UPDATED 03:45 EDT / JANUARY 28 2016

NEWS

EMC reports flat Q4 as Dell takeover looms

Following its fourth quarter earnings call yesterday, storage giant EMC Corp. saw it’s shares fall to the lowest level since it announced to the world that it would be acquired by Dell Inc. in a blockbuster $67 billion deal.

EMC’s earnings were more or less in line with Wall Street’s expectations, with overall revenues declining slightly year-over-year. As a result, the company’s shares opened for trading at just $23.76, significantly lower than the $24.05 per share that privately held Dell has agreed to pay for the firm.

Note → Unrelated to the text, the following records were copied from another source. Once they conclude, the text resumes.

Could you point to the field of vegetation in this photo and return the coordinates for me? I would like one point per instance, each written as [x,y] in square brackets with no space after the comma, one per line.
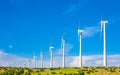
[60,71]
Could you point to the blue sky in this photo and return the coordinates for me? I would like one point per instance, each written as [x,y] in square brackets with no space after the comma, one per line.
[29,26]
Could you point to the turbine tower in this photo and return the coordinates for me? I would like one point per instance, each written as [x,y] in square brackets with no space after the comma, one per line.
[29,63]
[103,24]
[63,50]
[41,56]
[34,59]
[80,40]
[51,56]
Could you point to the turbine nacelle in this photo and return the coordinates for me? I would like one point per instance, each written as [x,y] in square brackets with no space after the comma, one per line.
[103,22]
[80,31]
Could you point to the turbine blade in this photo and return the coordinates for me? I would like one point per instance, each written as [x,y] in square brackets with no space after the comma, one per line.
[101,28]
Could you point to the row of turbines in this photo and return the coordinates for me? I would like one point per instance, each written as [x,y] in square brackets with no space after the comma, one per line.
[80,32]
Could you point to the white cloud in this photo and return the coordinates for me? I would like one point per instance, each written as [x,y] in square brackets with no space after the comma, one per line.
[90,31]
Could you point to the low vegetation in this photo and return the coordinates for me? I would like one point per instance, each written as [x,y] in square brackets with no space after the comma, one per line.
[60,71]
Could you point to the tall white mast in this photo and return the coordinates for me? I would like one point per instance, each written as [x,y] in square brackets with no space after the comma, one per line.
[103,23]
[63,49]
[41,56]
[29,63]
[51,56]
[34,58]
[80,40]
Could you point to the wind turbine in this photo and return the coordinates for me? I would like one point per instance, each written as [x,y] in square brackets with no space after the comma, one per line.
[103,27]
[80,39]
[63,50]
[34,59]
[41,56]
[51,56]
[29,63]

During the conference call yesterday, EMC CEO Joe Tucci reiterated what the company has been saying all along – that the transaction remains on track as per the original terms and timeline. Dell and EMC said last year they plan to complete the merger of the two firms by no later than October 2016.

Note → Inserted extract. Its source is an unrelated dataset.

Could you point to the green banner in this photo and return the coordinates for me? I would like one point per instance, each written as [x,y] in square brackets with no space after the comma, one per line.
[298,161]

According to Tucci, Dell and its partner Silber Lake will have no troubles in raising the necessary capital required to complete the acquisition. That would see Dell raising almost $50 billion in debt to finance the deal, but in recent weeks concerns have been raised that it may struggle to do so, due to a declining appetite for corporate debt among bond investors, and the 15 percent drop in EMC’s share price since the deal was announced.

“We are highly confident in the contractual terms we have in place, that we will meet those contractual terms,” Tucci insisted. “There are significant penalties in place both ways if this doesn’t happen. The banks are fully committed.”

EMC said it achieved earnings of $0.65 per share on fourth quarter revenues of $7 billion. Revenue from the sale of its products fell by five percent year-over-year to $4.1 billion, but this was partly offset by a six percent rise in services revenue to $2.9 billion. EMC’s fiscal year ended up with $24.8 billion in sales, one percent up from the year before.

However, the biggest concern was that EMC’s main information infrastructure business saw sales fall four percent year-over-year to $5.1 billion, though this was adjusted to just one percent when taking into account the effect of the strong US dollar. EMC’s sales in Asia and North America were flat, but declined by one percent in Europe and 16 percent in Latin America.

Also yesterday, EMC said it was appointing chief accounting office Denis Cashman as its new CFO, replacing Zane Rowe, who takes the CFO chair at EMC subsidiary VMware Inc.

There was a bright spot for EMC at Pivotal Software Inc., the Federation’s Big Data and analytics product vendor, which saw revenues rise by 25 percent to $82 million. Pivotal finished the year with an encouraging $267 million in revenues, accounting for around one percent of EMC’s total revenue.